I'm confused about the difference between a binary relation and binary operator, a function is a specific example of a binary relation, a binary relation $R$ could be a function, and a binary operator will be a function, however we could define a function of two real arguments (or one tuple of two reals) and have the following $f(x,y)$ could be written in infix as:

$xfy$ but we can define a a binary relation using: $(x,y)fz$ the first being a number which may be equal to $z$ and the last being a proposition about whether the pair on the left is taken to the number $z$ using the function $f$.

I might see something like $aRb$ and have no idea whether this is a statement of truth of $R$ a a binary relation or the value of $R$ for the real numbers $a,b$.

How do we make a distinction between the two, as just having two numbers with the function name between them is unclear.

Answer 1

A binary relation $R$ on a set $X$ is a subset of $X\times X$. If, for certain $a,b\in X$, we have $(a,b)\in R$ then we sometimes write $aRb$ and we say that $a$ is in relation with $b$.

A binary operation on $X$ is a function $f: X\times X\to X$. That means that it is a subset of $X\times X\times X$. As a consequence, we cannot write this as a relation on the set $X$. We can write it as a relation $R_{f}$ between $X\times X$ and $X$. A couple $((a,b),c)$ with $(a,b)\in X\times X$ and $c\in X$ is in this relation precisely when $c$ is the image of $(a,b)$ under the function $f$.

Take as a simple example $X=\mathbb{N}$ and consider $+$ as binary operator.
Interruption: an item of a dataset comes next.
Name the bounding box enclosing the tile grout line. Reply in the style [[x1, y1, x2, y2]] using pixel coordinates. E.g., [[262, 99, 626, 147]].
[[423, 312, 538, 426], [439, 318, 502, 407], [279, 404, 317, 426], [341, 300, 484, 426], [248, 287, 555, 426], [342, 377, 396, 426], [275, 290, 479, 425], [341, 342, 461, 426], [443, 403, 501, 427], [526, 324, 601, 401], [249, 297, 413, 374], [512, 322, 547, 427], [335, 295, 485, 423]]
Then $f(a,b)=a+b$ and $R_{f}=\left\{((a,b),c)\mid a,b,c\in\mathbb{N}: a+b=c\right\}$.

Answer 2

You’re right: without further context, $xRy$ could be either the statement that $(x, y)$ lies in the relation $R$ or the value of the function $R$ at the point $(x, y)$. Luckily, there almost always is further context:

• First of all, when $f$ is a function, we never write $xfy$ instead of $f(x) = y$ even though functions are often introduced as special kinds of relations. If we really want to consider $f$ as a relation, we use some special notation like $R_f$ or $\Gamma_f$ to denote the graph of $f$ (which is just “$f$ but considered as a relation”).

• Now normally, the surrounding text will tell you whether $R$ is a function or a relation. If you encounter $xRy$ afterwards, you know how to interpret it. (Because – by the point above – if $R$ is a function, it will not be notation for $R(x) = y$ but rather the value $R(x, y)$.)

• If there is no earlier explanation of $R$, you can still use context. For example, if $xRy$ is used as a statement, $R$ has to be relation. On the other hand, if $xRy$ is used on one side of an equation, say $xRy = z$, then $R$ has to be a function because we don’t use equality for statements (the corresponding concept is usually denoted by $\iff$).

• Finally, the infix notation is mostly used with symbols instead of letters. There are very strong conventions for which symbols are used as binary operators and which are used as binary relations. All the symbols for the basic arithmetic operations ($+, -, \cdot$ and so on) and their variations ($\oplus, \otimes$ and similar) are always binary operators. Symbols that resemble equality or unequality signs ($\equiv, \cong, \prec$) as well as $\sim$ are always relations.

Each of these heuristics alone will usually be sufficient to decide whether you’re faced with a relation or a function; together, they’re nearly infallible.